These interactions highlight the importance of NDUFC2 in maintaining the structural integrity and functional capacity of Complex I, explaining why its deficiency leads to significant mitochondrial dysfunction.

What differences exist in NDUFC2 between Macaca fascicularis and other primate species?

NDUFC2 exhibits several evolutionary differences between Macaca fascicularis and other primate species, reflecting both genetic divergence and instances of introgression:

• Ancestral Introgression: Cynomolgus macaques (M. fascicularis) and rhesus macaques (M. mulatta) have a long history of ancestral introgression affecting nuclear genes like NDUFC2 . This has created complex patterns of genetic similarity and difference between these species.

• Population-Specific Variation: Isolated populations of M. fascicularis, such as those on Mauritius, have undergone genetic bottlenecks (estimated ~20 founding individuals) , potentially affecting the genetic diversity of NDUFC2 in these populations.

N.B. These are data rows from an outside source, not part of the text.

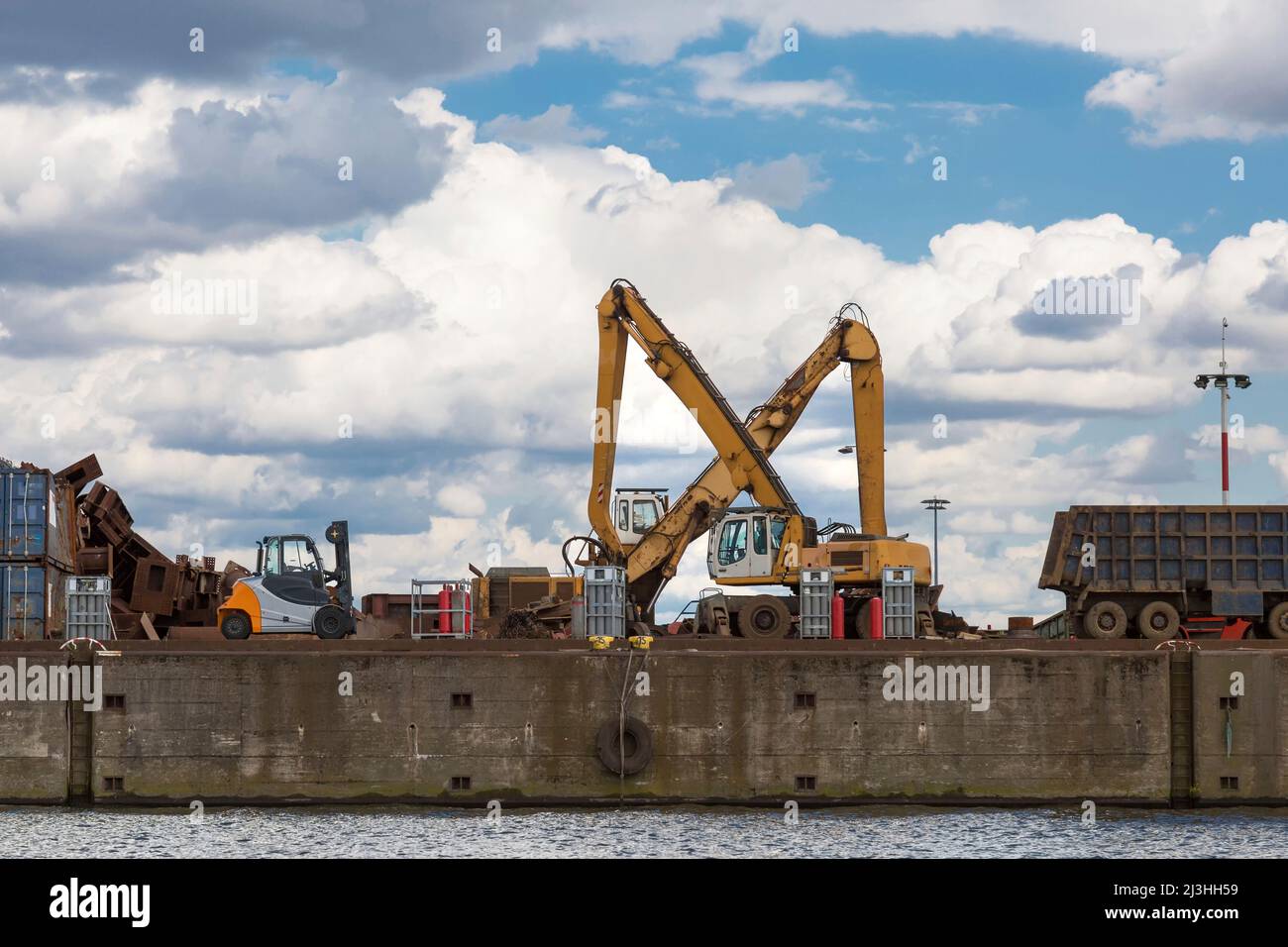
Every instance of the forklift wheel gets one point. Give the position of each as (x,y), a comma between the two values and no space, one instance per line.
(236,626)
(330,622)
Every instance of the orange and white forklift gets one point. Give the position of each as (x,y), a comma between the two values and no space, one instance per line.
(292,591)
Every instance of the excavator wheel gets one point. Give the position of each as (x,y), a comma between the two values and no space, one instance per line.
(764,617)
(1278,621)
(330,622)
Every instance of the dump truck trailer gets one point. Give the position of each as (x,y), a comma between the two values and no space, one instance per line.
(1145,571)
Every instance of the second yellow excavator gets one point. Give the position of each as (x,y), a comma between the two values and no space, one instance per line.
(768,544)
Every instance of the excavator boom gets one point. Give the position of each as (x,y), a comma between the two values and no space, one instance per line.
(623,312)
(656,558)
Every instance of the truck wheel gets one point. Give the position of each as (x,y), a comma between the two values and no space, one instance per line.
(1106,620)
(764,617)
(1278,621)
(1158,621)
(330,622)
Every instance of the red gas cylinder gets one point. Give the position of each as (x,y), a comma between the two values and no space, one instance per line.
(445,616)
(876,615)
(462,602)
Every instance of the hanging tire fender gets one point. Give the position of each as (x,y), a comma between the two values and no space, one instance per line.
(638,744)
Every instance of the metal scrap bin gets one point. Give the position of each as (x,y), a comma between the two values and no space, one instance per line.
(605,602)
(89,607)
(33,602)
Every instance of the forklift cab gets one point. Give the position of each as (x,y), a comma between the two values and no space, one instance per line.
(636,510)
(291,569)
(288,590)
(743,544)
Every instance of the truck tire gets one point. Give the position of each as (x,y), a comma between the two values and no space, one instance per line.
(1106,620)
(1158,621)
(236,626)
(764,617)
(636,738)
(1278,621)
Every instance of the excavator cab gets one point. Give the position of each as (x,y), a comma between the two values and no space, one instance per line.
(636,510)
(745,544)
(290,589)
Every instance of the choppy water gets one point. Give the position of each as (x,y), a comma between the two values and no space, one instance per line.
(407,831)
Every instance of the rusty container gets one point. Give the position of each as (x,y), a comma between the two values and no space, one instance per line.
(38,518)
(33,602)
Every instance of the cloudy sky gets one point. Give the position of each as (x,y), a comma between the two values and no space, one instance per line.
(419,205)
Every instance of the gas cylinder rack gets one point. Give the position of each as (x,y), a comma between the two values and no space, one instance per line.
(441,608)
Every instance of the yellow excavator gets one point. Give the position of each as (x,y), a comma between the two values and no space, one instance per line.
(768,544)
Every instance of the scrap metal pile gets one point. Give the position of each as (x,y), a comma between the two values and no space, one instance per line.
(151,591)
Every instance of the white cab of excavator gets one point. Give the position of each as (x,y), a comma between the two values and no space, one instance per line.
(636,509)
(745,543)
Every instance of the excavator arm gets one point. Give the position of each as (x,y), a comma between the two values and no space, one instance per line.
(656,558)
(652,564)
(622,312)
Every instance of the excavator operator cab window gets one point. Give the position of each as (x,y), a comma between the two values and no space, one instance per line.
(777,527)
(733,543)
(644,515)
(273,557)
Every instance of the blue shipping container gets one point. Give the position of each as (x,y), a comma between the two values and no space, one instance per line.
(33,602)
(37,517)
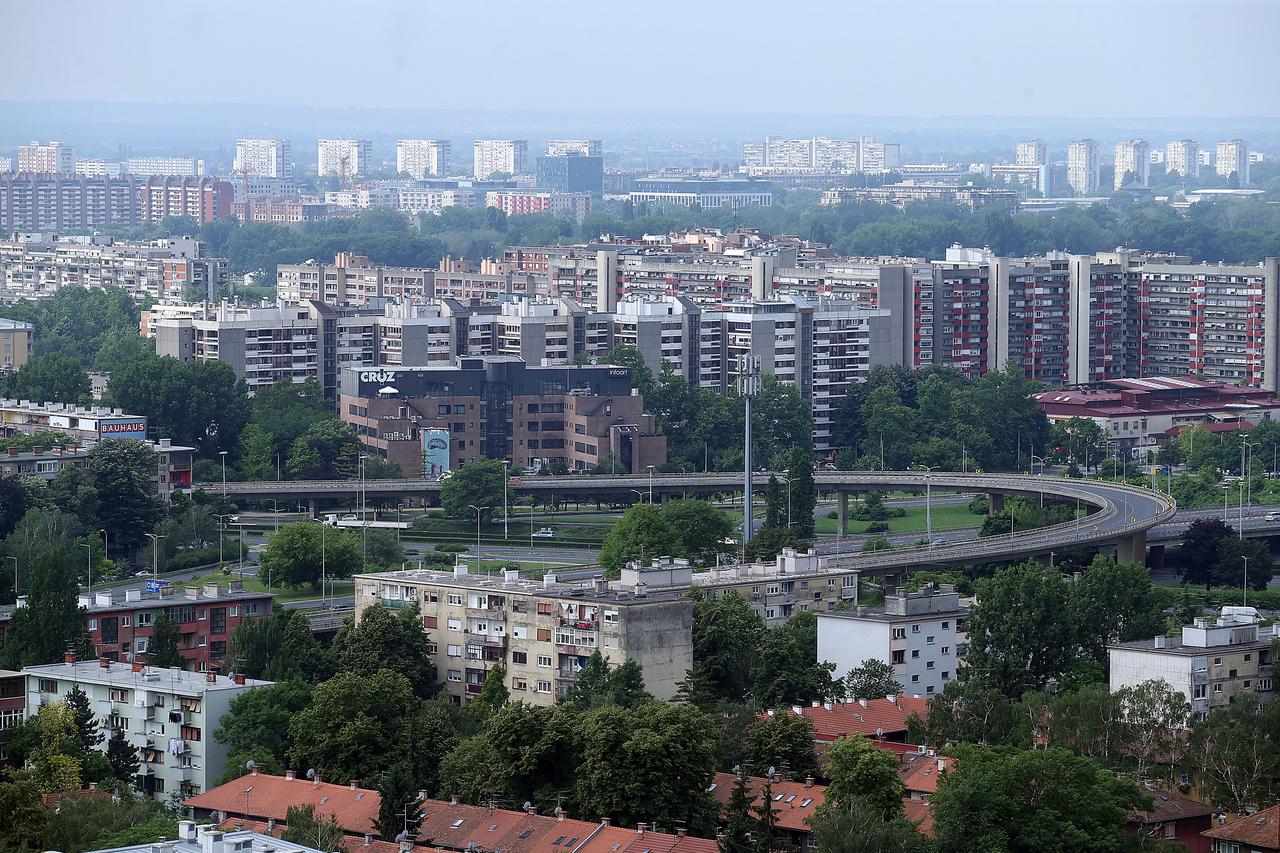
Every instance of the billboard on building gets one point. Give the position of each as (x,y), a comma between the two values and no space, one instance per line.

• Evolutionary Selection: NDUFC2 underwent positive selection at specific times in primate evolution, with certain amino acid changes occurring at:

  • The emergence of apes

  • Following the emergence of orangutan

• Mitonuclear Compatibility: In cases of mitochondrial DNA introgression between macaque species, nuclear genes like NDUFC2 show evidence of selection to maintain compatibility with the introgressed mitochondrial genome . For example:

  • In M. arctoides, which carries mitochondrial DNA closely related to M. mulatta but a nuclear genome more similar to sinica group macaques, gene flow between M. mulatta and M. arctoides was higher in genomic windows containing NDUFC2 and other N-interact genes

  • Similarly, M. fascicularis aurea, which carries introgressed mitochondria from an ancestor of sinica group macaques, shows evidence of selection on nuclear genes that interact with mitochondrial components

• Functional Constraints: Despite these evolutionary differences, NDUFC2 maintains its critical function in Complex I across primate species, suggesting strong functional constraints on certain regions of the protein.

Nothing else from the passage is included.